Discuss your industry before hiring
A business advisor can claim to know your industry, but if they don’t fully understand it, both of you will have a rough time. Discuss your industry at length before hiring them to ensure they understand the ins and outs of your niche. An advisor who truly understands your industry can offer advice based on firsthand experience.
A professional small business advisor will stay where you want them. This makes it important to set boundaries early on, determining how hands on or off you want them to be. Do you want an advisor who helps with financial planning? Or do you want them to take a bird’s eye view and handle big picture strategy? Make it clear from day one how involved they’ll be in day-to-day operations.
Involve them in your business plan
Depending on where your business is in its development, your business plan may be a distant memory or the ink may still be damp. Either way, having your business advisor look over your business plan isn’t a bad idea. You’ve seen it numerous times so you may be overlooking something. A business advisor will bring a fresh perspective and help you see any underlying problems.
Just like a business needs a business plan, a business advisor needs goals. Before hiring an advisor, think about milestones or goals you’d like an advisor to help you reach. Then go over these goals with your advisor after hiring them. This can be a great way to ensure you don’t have an advisor who’s simply costing you money, but have one who’s actually moving your business in the direction you want to go.
Make it a team sport
Give your team access to your business advisor. Your employees have unique perspectives that can be beneficial to the advisor and help them get a clearer picture of your business and make more educated decisions. Your employees may also have fresh ideas that could help your company go in an unexpected, beneficial direction.

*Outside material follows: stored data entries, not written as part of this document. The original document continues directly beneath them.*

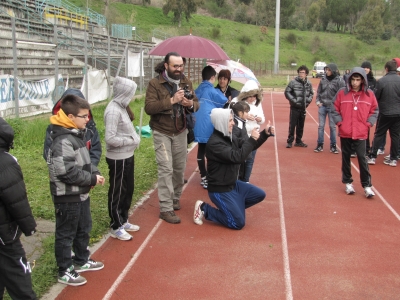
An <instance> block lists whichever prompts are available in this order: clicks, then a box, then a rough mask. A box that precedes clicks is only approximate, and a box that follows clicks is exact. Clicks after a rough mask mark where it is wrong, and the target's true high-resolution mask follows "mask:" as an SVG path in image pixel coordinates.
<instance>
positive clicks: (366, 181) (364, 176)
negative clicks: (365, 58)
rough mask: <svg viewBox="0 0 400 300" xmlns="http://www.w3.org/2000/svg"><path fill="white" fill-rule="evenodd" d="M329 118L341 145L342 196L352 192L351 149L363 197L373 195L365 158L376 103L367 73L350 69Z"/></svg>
mask: <svg viewBox="0 0 400 300" xmlns="http://www.w3.org/2000/svg"><path fill="white" fill-rule="evenodd" d="M331 110H332V116H333V120H334V122H335V124H336V125H337V126H338V128H339V136H340V144H341V146H342V182H343V183H344V184H345V185H346V188H345V191H346V194H348V195H351V194H354V193H355V190H354V187H353V184H352V182H353V178H352V175H351V162H350V155H351V153H352V146H353V147H354V150H355V152H356V154H357V158H358V165H359V169H360V181H361V185H362V187H363V188H364V192H365V196H366V197H367V198H371V197H373V196H375V193H374V192H373V191H372V188H371V187H372V183H371V174H370V172H369V168H368V164H367V159H366V157H365V148H366V143H365V141H366V139H367V137H368V129H369V128H370V127H372V126H373V125H374V124H375V122H376V119H377V116H378V103H377V101H376V98H375V95H374V92H373V91H372V90H370V89H369V88H368V80H367V74H366V73H365V70H364V69H363V68H359V67H356V68H353V70H352V71H351V72H350V74H349V77H348V82H346V87H345V88H342V89H340V90H339V92H338V93H337V95H336V97H335V99H334V100H333V104H332V109H331Z"/></svg>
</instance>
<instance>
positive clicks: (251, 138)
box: [193, 108, 274, 230]
mask: <svg viewBox="0 0 400 300" xmlns="http://www.w3.org/2000/svg"><path fill="white" fill-rule="evenodd" d="M211 122H212V123H213V125H214V132H213V134H212V135H211V137H210V139H209V140H208V142H207V147H206V157H207V170H208V196H209V197H210V199H211V201H212V202H213V203H214V204H215V205H216V206H217V208H214V207H212V206H211V205H209V204H207V203H205V202H203V201H201V200H198V201H197V202H196V204H195V209H194V216H193V221H194V222H195V223H196V224H198V225H202V224H203V220H202V219H203V216H204V218H205V219H207V220H210V221H214V222H217V223H220V224H222V225H224V226H226V227H228V228H232V229H238V230H239V229H242V228H243V227H244V225H245V209H247V208H249V207H251V206H253V205H255V204H257V203H259V202H261V201H262V200H264V198H265V196H266V194H265V192H264V191H263V190H262V189H260V188H258V187H256V186H254V185H252V184H249V183H245V182H243V181H240V180H238V172H239V167H240V164H241V163H243V162H244V161H245V160H246V158H247V157H248V155H249V154H250V153H251V152H252V151H253V150H255V149H257V148H258V147H259V146H261V145H262V144H263V143H264V142H265V141H266V140H267V139H268V137H269V136H271V135H272V134H273V133H274V128H273V127H271V125H270V123H268V125H267V128H266V129H265V130H263V131H262V132H261V133H260V132H258V129H257V128H255V129H253V131H252V133H251V137H249V138H248V139H247V140H246V141H245V142H244V143H243V144H242V145H240V144H241V142H240V139H239V138H238V134H237V133H236V131H237V130H239V129H238V128H237V127H234V124H235V123H234V120H233V114H232V111H231V110H230V109H223V108H214V109H213V110H212V111H211ZM269 129H270V133H268V130H269Z"/></svg>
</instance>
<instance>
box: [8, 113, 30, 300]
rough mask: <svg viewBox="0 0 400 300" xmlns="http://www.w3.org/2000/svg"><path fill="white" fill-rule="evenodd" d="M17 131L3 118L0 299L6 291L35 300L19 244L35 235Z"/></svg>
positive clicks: (14, 295)
mask: <svg viewBox="0 0 400 300" xmlns="http://www.w3.org/2000/svg"><path fill="white" fill-rule="evenodd" d="M13 140H14V130H13V129H12V127H11V126H10V125H9V124H8V123H7V122H6V121H5V120H4V119H2V118H0V299H3V294H4V289H5V288H6V289H7V292H8V294H9V295H10V297H11V298H12V299H36V294H35V292H34V291H33V290H32V281H31V267H30V264H29V262H27V260H26V256H25V251H24V248H23V246H22V244H21V241H20V239H19V238H20V236H21V234H22V232H23V233H24V234H25V235H26V236H30V235H32V234H33V233H34V232H35V231H36V222H35V220H34V218H33V215H32V211H31V207H30V206H29V202H28V198H27V195H26V188H25V183H24V178H23V176H22V171H21V168H20V166H19V164H18V162H17V159H16V158H15V157H14V156H12V155H11V154H9V153H8V151H9V150H10V148H13Z"/></svg>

Taking your business to the next level
A business advisor can help you grow your small business while taking stressful items off your plate. You created your business, and your vision requires your attention. With a business advisor backing you up, you’ll be able to spend more time focusing on your vision and less time stressing about strategy, marketing, and beyond.
A business is a team sport. Take your time and do your research, and eventually you’ll find a business advisor who helps you take your business to the next level.